Bartholomew Van Homrigh, also Vanhomrigh (d. 29 December 1703) was a Polish-born Irish merchant, estate agent and politician who served as the 33rd Lord Mayor of Dublin and twice MP for Londonderry City in William III's Irish Parliaments.[1] Surviving correspondence between 1691–1700 with Godert de Ginkel, the 1st Earl of Athlone, for whom Van Homrigh served as estate agent after the Williamite War in Ireland, detail later troop movements, and various legal and financial updates.[2]

Born in Gdańsk (Danzig) in the Polish–Lithuanian Commonwealth sometime before 1665, Van Homrigh came to Dublin from Amsterdam before 1685, and wrote fluent Dutch. On arriving in Dublin Van Homrigh worked as a merchant and was bestowed the Freedom of the City in 1685.[1] He was subsequently one of ten Protestant aldermen and member of the Dublin Corporation by 1687, but was later stricken from the record by Dublin Jacobites for having relocated to Chester during the 1688 Glorious Revolution.

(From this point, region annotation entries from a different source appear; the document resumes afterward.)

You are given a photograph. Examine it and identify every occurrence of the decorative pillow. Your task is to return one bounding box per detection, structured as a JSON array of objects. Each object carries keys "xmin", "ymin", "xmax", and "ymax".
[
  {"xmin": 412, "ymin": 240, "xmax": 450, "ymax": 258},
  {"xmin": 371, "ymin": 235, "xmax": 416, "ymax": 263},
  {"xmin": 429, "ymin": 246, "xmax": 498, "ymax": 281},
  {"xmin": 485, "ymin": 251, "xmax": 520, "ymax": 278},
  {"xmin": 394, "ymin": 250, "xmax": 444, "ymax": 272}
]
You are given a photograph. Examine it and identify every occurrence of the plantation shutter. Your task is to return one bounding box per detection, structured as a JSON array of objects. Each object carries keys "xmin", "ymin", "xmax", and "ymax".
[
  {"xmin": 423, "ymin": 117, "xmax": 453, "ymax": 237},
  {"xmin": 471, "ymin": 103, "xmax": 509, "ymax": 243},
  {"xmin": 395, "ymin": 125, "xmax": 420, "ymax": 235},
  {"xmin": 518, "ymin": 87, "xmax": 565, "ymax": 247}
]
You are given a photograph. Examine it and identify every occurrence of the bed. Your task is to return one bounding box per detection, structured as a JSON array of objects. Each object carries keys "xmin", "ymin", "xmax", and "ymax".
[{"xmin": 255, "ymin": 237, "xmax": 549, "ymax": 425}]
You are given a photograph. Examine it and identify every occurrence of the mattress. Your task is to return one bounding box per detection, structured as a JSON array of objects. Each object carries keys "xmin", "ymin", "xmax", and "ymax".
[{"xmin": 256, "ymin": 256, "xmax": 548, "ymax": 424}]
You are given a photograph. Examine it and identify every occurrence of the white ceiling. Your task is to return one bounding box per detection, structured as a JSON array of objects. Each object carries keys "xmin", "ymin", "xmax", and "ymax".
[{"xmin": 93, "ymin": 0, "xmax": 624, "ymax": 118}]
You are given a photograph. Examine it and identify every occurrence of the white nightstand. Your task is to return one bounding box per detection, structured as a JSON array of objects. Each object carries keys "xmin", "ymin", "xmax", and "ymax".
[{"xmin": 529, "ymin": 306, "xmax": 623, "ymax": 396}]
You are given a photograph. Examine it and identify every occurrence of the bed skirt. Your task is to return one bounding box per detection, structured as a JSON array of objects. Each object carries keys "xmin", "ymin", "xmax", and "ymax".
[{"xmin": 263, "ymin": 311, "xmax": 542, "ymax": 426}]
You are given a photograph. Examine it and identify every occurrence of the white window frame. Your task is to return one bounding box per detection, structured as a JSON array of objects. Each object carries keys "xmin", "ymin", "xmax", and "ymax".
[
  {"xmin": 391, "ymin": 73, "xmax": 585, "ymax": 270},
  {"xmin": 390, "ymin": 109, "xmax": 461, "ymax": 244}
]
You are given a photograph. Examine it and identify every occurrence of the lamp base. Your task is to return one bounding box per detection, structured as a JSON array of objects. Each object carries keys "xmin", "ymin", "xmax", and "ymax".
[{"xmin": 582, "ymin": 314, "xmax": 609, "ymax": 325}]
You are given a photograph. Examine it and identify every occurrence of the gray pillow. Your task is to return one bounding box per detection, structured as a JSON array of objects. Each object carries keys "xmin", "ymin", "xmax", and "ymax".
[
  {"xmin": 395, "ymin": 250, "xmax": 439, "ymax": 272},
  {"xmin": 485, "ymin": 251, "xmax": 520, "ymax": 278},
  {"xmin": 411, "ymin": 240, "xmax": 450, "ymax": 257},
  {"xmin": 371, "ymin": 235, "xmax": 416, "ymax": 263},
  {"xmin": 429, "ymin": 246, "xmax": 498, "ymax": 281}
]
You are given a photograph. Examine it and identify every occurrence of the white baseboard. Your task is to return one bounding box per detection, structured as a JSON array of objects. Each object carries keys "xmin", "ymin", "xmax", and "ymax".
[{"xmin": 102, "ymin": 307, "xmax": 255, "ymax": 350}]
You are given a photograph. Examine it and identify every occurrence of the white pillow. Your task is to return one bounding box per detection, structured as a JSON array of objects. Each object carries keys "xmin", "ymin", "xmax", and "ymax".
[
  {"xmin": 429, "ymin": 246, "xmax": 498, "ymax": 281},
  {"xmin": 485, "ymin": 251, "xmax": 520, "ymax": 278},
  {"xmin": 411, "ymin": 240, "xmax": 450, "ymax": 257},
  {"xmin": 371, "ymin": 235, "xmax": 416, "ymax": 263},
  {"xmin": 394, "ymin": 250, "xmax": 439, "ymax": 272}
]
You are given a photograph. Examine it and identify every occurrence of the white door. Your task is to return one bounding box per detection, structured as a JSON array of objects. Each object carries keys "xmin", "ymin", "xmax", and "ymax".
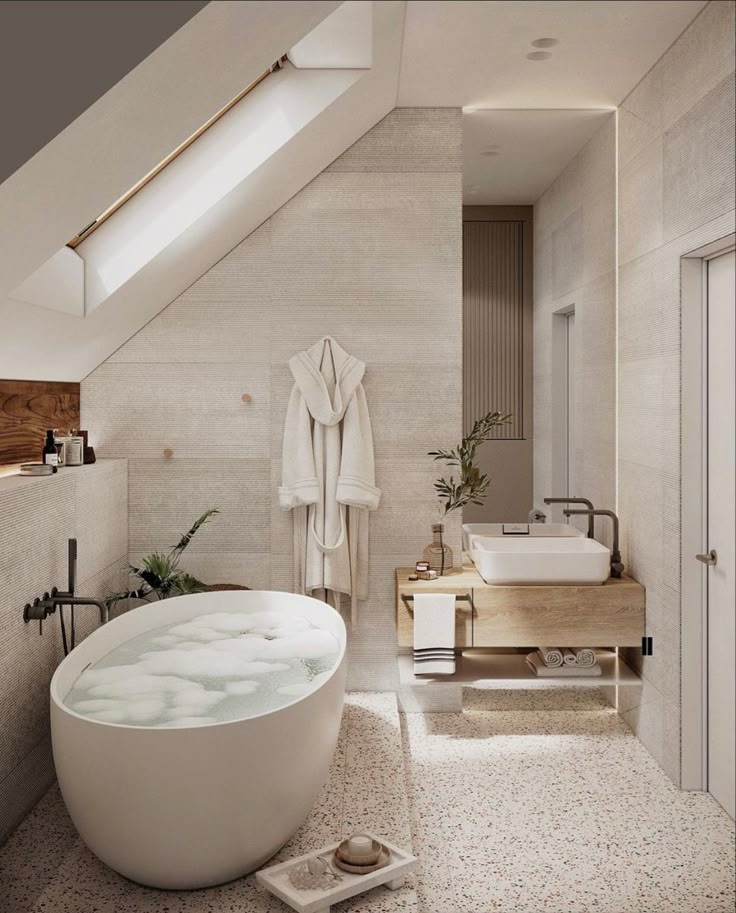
[{"xmin": 707, "ymin": 251, "xmax": 736, "ymax": 818}]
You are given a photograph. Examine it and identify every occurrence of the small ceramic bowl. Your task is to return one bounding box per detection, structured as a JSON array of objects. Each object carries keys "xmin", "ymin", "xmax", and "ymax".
[
  {"xmin": 334, "ymin": 846, "xmax": 391, "ymax": 875},
  {"xmin": 335, "ymin": 835, "xmax": 383, "ymax": 867}
]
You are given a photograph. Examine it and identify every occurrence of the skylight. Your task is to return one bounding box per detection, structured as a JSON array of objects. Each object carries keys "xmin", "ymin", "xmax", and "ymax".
[{"xmin": 66, "ymin": 54, "xmax": 286, "ymax": 250}]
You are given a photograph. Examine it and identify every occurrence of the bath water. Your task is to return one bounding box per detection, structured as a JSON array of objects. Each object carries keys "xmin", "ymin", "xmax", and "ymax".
[{"xmin": 64, "ymin": 607, "xmax": 339, "ymax": 727}]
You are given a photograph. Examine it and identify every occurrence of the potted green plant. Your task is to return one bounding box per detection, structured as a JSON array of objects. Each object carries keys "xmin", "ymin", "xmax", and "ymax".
[
  {"xmin": 107, "ymin": 507, "xmax": 220, "ymax": 605},
  {"xmin": 423, "ymin": 412, "xmax": 511, "ymax": 574}
]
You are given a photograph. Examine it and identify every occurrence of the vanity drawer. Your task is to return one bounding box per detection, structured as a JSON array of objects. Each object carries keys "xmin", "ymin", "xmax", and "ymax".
[{"xmin": 473, "ymin": 578, "xmax": 644, "ymax": 647}]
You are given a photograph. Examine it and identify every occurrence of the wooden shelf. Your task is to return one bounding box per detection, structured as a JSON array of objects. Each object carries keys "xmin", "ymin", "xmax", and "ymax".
[
  {"xmin": 396, "ymin": 563, "xmax": 645, "ymax": 647},
  {"xmin": 399, "ymin": 650, "xmax": 641, "ymax": 689}
]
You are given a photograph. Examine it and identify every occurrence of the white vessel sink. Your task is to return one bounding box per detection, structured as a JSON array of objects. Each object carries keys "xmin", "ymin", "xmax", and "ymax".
[
  {"xmin": 463, "ymin": 523, "xmax": 585, "ymax": 552},
  {"xmin": 467, "ymin": 534, "xmax": 611, "ymax": 586}
]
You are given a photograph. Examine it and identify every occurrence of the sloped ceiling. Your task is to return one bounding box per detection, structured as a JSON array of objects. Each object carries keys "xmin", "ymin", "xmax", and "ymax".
[
  {"xmin": 0, "ymin": 0, "xmax": 207, "ymax": 183},
  {"xmin": 0, "ymin": 0, "xmax": 404, "ymax": 380}
]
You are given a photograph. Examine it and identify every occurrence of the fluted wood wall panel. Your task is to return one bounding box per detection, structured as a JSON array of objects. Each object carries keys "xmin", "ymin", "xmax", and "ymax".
[{"xmin": 463, "ymin": 221, "xmax": 524, "ymax": 440}]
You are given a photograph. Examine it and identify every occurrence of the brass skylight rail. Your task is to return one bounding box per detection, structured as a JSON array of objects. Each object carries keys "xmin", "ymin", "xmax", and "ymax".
[{"xmin": 66, "ymin": 54, "xmax": 286, "ymax": 250}]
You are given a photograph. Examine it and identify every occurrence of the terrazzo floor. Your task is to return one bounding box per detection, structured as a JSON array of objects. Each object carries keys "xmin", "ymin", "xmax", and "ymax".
[
  {"xmin": 402, "ymin": 689, "xmax": 736, "ymax": 913},
  {"xmin": 0, "ymin": 688, "xmax": 735, "ymax": 913},
  {"xmin": 0, "ymin": 693, "xmax": 417, "ymax": 913}
]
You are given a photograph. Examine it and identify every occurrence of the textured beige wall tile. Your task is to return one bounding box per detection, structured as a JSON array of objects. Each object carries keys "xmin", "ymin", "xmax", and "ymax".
[
  {"xmin": 81, "ymin": 362, "xmax": 270, "ymax": 459},
  {"xmin": 660, "ymin": 0, "xmax": 735, "ymax": 130},
  {"xmin": 618, "ymin": 136, "xmax": 664, "ymax": 263},
  {"xmin": 664, "ymin": 72, "xmax": 736, "ymax": 240},
  {"xmin": 327, "ymin": 108, "xmax": 462, "ymax": 174},
  {"xmin": 82, "ymin": 108, "xmax": 462, "ymax": 689},
  {"xmin": 0, "ymin": 460, "xmax": 128, "ymax": 841}
]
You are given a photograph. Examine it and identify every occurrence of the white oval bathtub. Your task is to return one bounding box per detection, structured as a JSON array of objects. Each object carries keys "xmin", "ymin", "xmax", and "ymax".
[{"xmin": 51, "ymin": 591, "xmax": 346, "ymax": 888}]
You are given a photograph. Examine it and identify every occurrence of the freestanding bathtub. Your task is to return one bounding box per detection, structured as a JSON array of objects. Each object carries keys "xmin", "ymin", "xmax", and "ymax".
[{"xmin": 51, "ymin": 591, "xmax": 346, "ymax": 889}]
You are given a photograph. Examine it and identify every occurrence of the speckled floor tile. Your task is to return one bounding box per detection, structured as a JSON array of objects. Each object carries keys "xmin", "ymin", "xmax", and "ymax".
[
  {"xmin": 0, "ymin": 693, "xmax": 417, "ymax": 913},
  {"xmin": 402, "ymin": 689, "xmax": 734, "ymax": 913}
]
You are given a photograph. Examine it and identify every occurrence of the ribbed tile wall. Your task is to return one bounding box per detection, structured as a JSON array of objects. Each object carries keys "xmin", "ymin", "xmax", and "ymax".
[
  {"xmin": 0, "ymin": 460, "xmax": 128, "ymax": 843},
  {"xmin": 82, "ymin": 108, "xmax": 462, "ymax": 690}
]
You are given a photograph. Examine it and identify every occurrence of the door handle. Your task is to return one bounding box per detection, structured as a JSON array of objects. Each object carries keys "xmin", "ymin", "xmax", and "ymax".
[{"xmin": 695, "ymin": 548, "xmax": 718, "ymax": 567}]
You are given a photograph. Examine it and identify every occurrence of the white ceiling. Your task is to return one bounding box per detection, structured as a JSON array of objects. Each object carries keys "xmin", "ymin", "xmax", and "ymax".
[
  {"xmin": 398, "ymin": 0, "xmax": 705, "ymax": 108},
  {"xmin": 463, "ymin": 109, "xmax": 612, "ymax": 205},
  {"xmin": 398, "ymin": 0, "xmax": 706, "ymax": 204}
]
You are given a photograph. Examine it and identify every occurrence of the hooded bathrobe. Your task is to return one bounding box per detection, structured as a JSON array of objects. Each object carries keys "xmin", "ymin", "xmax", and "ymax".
[{"xmin": 279, "ymin": 336, "xmax": 381, "ymax": 624}]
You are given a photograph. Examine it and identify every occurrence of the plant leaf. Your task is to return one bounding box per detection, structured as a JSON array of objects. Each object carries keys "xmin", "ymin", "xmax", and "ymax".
[{"xmin": 172, "ymin": 507, "xmax": 220, "ymax": 555}]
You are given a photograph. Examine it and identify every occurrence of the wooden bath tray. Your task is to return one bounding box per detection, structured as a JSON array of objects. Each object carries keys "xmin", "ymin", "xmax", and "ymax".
[{"xmin": 256, "ymin": 834, "xmax": 417, "ymax": 913}]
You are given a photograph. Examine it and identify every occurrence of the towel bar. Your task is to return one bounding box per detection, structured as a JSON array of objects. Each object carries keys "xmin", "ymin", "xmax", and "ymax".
[{"xmin": 401, "ymin": 593, "xmax": 473, "ymax": 612}]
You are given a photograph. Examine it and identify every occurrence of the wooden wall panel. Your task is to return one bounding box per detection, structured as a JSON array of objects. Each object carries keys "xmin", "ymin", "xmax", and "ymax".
[
  {"xmin": 463, "ymin": 220, "xmax": 524, "ymax": 440},
  {"xmin": 0, "ymin": 380, "xmax": 79, "ymax": 465}
]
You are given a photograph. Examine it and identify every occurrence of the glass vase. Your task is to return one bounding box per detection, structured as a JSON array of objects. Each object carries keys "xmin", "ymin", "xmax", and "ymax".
[{"xmin": 422, "ymin": 523, "xmax": 453, "ymax": 576}]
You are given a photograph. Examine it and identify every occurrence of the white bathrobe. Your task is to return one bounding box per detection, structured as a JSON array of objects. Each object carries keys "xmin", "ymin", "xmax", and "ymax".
[{"xmin": 279, "ymin": 336, "xmax": 381, "ymax": 624}]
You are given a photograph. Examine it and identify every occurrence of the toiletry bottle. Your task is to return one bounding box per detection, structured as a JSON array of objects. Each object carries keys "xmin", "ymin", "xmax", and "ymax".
[
  {"xmin": 64, "ymin": 428, "xmax": 84, "ymax": 466},
  {"xmin": 79, "ymin": 428, "xmax": 97, "ymax": 466},
  {"xmin": 54, "ymin": 428, "xmax": 65, "ymax": 466},
  {"xmin": 42, "ymin": 428, "xmax": 59, "ymax": 466}
]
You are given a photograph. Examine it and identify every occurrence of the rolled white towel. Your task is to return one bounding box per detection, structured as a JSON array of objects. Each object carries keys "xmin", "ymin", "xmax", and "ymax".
[
  {"xmin": 526, "ymin": 651, "xmax": 602, "ymax": 678},
  {"xmin": 537, "ymin": 647, "xmax": 562, "ymax": 669},
  {"xmin": 575, "ymin": 647, "xmax": 595, "ymax": 668}
]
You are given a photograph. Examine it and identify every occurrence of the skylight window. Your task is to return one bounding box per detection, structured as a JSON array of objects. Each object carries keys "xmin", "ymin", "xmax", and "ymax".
[{"xmin": 66, "ymin": 54, "xmax": 286, "ymax": 250}]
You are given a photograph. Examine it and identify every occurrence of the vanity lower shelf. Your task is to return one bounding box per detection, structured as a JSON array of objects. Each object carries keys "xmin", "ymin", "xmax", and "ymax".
[
  {"xmin": 396, "ymin": 564, "xmax": 645, "ymax": 648},
  {"xmin": 399, "ymin": 650, "xmax": 641, "ymax": 690}
]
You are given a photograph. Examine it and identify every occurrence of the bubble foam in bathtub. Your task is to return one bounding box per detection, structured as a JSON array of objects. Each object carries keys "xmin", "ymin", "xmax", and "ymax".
[
  {"xmin": 86, "ymin": 663, "xmax": 202, "ymax": 698},
  {"xmin": 66, "ymin": 611, "xmax": 339, "ymax": 727},
  {"xmin": 225, "ymin": 681, "xmax": 260, "ymax": 694},
  {"xmin": 139, "ymin": 648, "xmax": 288, "ymax": 679},
  {"xmin": 159, "ymin": 716, "xmax": 217, "ymax": 729}
]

With Sir William Robinson Van Homrigh organised forces for William III of England's invasion of Ireland and served as commissar-general for his armies; he continued logistical work for the King until 1692. Van Homrigh was remade an alderman in 1691 and served as revenue commissioner from 1690–1702 and from 1697–98 the Lord Mayor of Dublin. Whilst Lord Mayor Van Homrigh erected the historic Celbridge Abbey in County Kildare in 1697, where his daughter Esther Vanhomrigh was visited by her lover Jonathan Swift, and received Dublin's modern mayoral chain from William III in 1698.[3][4]